Monday, Jan. 15, 1951

Spotters Needed

In spite of radar, U.S. air defense still needs volunteer "spotters" like those who watched the skies from rooftops and lonely hills during World War II. Last week the Air Force estimated that an all-out war would call for 500,000 spotters to plug the unavoidable gaps in the U.S. radar network.

The trouble with radar is that it is subject to blind spots. Its waves go out in straight lines, like television waves; they cannot duck down behind buildings, hills or other obstacles, and they cannot follow the curvature of the earth (see diagram). So a radar station works best against high-flying airplanes. It can pick them up as far away as 150 miles, but if attacking bombers fly low, they can keep behind the bulge of the earth and get much closer before they are detected. With mountains or other obstacles to give them shelter, they are even harder to detect in time for effective warning.

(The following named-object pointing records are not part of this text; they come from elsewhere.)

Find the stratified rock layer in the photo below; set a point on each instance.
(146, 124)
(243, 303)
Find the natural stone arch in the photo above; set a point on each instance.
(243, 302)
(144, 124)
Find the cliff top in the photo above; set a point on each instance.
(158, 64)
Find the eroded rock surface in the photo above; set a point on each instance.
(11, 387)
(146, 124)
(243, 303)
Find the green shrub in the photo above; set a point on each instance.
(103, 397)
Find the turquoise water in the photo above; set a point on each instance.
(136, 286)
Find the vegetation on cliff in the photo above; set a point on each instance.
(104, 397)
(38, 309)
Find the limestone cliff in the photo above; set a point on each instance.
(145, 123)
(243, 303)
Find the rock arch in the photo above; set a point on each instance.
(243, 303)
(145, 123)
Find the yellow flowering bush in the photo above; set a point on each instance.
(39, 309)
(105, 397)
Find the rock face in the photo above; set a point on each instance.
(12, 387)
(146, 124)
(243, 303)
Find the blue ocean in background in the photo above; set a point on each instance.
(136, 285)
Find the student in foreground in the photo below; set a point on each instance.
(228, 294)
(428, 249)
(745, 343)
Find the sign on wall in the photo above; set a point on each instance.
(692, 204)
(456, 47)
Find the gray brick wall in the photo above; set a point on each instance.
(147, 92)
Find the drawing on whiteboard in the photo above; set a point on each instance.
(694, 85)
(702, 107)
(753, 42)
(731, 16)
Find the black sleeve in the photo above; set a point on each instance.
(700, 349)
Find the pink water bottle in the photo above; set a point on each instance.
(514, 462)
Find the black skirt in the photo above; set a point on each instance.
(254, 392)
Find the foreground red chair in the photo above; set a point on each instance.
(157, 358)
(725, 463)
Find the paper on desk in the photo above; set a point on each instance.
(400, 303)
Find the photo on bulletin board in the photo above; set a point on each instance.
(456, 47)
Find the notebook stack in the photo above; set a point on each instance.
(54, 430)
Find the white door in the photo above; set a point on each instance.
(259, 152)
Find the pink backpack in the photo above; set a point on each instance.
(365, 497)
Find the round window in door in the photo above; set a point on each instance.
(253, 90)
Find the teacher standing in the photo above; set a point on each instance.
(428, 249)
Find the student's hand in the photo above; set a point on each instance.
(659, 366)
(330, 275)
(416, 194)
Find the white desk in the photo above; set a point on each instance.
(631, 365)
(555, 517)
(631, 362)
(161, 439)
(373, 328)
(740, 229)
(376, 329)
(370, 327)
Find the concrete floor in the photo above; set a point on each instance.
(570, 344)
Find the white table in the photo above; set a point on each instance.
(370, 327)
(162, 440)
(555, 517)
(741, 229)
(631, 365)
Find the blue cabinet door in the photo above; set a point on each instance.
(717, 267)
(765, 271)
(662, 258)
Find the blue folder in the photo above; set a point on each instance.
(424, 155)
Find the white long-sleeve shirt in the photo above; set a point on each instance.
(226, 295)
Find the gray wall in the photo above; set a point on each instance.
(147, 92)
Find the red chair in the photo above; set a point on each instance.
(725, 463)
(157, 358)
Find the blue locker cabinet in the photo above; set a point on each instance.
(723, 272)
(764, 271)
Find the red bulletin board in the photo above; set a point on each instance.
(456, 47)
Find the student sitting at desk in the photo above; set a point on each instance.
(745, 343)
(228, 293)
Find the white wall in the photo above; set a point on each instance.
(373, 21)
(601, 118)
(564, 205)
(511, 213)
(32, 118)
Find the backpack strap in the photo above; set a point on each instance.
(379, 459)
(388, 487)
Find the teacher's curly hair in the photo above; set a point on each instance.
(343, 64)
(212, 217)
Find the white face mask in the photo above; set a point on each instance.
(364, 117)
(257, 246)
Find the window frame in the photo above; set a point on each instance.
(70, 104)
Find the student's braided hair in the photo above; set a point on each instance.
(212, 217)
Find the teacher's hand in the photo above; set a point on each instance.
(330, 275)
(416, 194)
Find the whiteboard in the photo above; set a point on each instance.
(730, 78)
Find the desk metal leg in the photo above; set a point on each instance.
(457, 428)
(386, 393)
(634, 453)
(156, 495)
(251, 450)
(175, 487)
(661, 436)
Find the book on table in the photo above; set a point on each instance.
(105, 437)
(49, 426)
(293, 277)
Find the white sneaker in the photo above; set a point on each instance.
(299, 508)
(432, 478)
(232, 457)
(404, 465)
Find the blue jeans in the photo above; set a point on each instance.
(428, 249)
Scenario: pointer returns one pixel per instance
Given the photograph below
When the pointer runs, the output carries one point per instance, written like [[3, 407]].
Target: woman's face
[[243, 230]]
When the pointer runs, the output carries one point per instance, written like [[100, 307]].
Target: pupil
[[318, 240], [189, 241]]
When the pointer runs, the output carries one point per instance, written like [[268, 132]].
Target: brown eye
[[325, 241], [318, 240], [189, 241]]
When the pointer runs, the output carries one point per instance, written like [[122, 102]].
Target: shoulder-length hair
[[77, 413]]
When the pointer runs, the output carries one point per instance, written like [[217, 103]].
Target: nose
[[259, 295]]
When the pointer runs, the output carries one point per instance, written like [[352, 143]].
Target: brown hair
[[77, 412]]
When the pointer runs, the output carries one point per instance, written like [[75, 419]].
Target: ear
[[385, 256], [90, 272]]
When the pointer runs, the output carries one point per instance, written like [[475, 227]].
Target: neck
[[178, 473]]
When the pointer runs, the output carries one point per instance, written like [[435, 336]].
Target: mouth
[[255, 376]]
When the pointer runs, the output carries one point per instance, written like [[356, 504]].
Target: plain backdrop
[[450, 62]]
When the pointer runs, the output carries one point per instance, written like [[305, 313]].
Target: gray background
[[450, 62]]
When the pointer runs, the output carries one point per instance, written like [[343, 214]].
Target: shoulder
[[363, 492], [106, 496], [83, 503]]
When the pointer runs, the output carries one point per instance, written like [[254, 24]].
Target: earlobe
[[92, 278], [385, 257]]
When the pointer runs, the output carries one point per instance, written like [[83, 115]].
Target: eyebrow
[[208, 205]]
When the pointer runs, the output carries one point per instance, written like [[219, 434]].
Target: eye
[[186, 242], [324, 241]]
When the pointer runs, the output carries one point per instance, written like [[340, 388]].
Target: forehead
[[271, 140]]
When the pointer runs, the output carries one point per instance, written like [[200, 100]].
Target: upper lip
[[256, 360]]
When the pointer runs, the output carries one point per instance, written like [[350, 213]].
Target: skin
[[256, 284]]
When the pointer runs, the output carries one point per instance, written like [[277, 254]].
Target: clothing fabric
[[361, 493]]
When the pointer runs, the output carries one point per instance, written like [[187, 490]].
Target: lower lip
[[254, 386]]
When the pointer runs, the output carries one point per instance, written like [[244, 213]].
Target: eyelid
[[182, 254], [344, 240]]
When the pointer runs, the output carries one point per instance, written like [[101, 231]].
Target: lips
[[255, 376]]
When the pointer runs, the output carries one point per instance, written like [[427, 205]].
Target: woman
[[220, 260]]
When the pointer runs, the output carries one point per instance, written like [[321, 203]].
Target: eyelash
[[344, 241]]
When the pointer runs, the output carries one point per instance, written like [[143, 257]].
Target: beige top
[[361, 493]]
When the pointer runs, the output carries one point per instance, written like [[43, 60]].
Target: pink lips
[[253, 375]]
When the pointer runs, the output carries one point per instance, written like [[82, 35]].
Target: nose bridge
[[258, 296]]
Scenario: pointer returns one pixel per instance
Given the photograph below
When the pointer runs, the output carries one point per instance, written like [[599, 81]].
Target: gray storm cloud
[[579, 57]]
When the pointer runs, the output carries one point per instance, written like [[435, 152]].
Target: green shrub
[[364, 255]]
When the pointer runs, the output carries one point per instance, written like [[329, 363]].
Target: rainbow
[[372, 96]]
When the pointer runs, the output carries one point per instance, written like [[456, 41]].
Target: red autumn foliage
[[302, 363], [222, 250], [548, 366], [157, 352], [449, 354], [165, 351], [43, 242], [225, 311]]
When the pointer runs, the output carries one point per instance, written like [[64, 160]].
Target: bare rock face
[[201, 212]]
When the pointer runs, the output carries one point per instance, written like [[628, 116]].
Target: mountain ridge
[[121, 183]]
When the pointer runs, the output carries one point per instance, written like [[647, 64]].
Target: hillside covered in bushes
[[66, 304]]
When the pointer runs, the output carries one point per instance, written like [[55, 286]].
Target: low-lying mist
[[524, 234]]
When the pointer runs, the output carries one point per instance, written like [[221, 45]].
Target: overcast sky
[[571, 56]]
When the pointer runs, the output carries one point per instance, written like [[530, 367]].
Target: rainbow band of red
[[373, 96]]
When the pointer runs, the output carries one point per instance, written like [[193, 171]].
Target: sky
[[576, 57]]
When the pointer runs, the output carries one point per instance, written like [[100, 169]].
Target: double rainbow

It would be possible, of course, to space radar so close together that virtually all blind spots would be eliminated. But radar stations are complicated, expensive, and need up to 100 men each. To cover the U.S. with a gapless blanket of radar would cost more in money, electronics and men than the protection would be worth.

Spotters can neither see nor hear bombers at extreme altitudes, which is radar's job. The spotters will specialize on attackers trying to slip, perhaps at treetop level, through gaps between the radar stations. Such attacks, says the Air Force's Air Defense Command, are a very real danger. Once a group of bombers passes the radars that watch the coasts and northern border of the U.S., it might "get loose" in the interior. Unless it should blunder into the field of a radar, the defending jet fighters would not know where to look for it.

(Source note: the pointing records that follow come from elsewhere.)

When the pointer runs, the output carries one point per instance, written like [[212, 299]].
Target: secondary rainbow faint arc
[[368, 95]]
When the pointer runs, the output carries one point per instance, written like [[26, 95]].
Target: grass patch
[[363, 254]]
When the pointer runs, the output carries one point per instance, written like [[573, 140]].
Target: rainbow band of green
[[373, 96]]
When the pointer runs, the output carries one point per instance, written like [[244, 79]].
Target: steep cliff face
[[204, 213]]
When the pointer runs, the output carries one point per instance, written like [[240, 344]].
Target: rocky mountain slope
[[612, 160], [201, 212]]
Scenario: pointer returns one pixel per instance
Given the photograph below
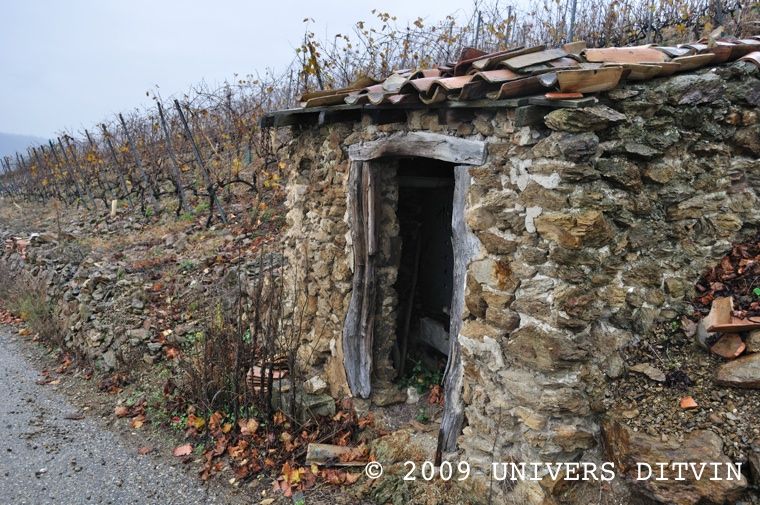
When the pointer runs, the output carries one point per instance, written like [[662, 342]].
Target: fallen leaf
[[688, 403], [196, 422], [183, 450]]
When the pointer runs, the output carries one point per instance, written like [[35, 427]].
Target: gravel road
[[49, 454]]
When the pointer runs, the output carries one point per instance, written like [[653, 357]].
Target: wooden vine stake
[[176, 173], [215, 204], [70, 173], [147, 188], [118, 166]]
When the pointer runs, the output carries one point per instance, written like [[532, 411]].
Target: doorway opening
[[426, 269]]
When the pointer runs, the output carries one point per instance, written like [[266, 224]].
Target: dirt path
[[49, 454]]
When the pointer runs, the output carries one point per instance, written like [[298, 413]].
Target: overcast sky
[[72, 63]]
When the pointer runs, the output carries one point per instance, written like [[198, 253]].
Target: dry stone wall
[[593, 227]]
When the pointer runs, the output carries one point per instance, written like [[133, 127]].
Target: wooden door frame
[[363, 207]]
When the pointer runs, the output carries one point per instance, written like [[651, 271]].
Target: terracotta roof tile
[[524, 71], [753, 57], [590, 80], [637, 54]]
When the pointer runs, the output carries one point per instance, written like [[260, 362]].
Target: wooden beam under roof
[[381, 114]]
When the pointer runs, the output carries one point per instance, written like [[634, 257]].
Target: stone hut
[[523, 217]]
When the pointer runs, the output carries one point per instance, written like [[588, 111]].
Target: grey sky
[[70, 64]]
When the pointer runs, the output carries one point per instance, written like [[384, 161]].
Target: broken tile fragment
[[688, 403]]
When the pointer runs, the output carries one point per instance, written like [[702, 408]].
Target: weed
[[421, 378]]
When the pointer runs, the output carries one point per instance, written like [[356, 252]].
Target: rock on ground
[[743, 372], [627, 448]]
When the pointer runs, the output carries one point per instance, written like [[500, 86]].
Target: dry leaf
[[183, 450], [137, 422]]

Volunteer spotters could do a great deal to forestall such an attack. Their telephoned reports, plotted on boards at "filter stations," would show with little delay where the invaders were heading.

Low-flying bombers are easy prey for fighters that can find them. If an enemy knows that an efficient spotting system is in operation, he is more likely to keep his bombers at extreme altitudes, where they can be tracked by radar.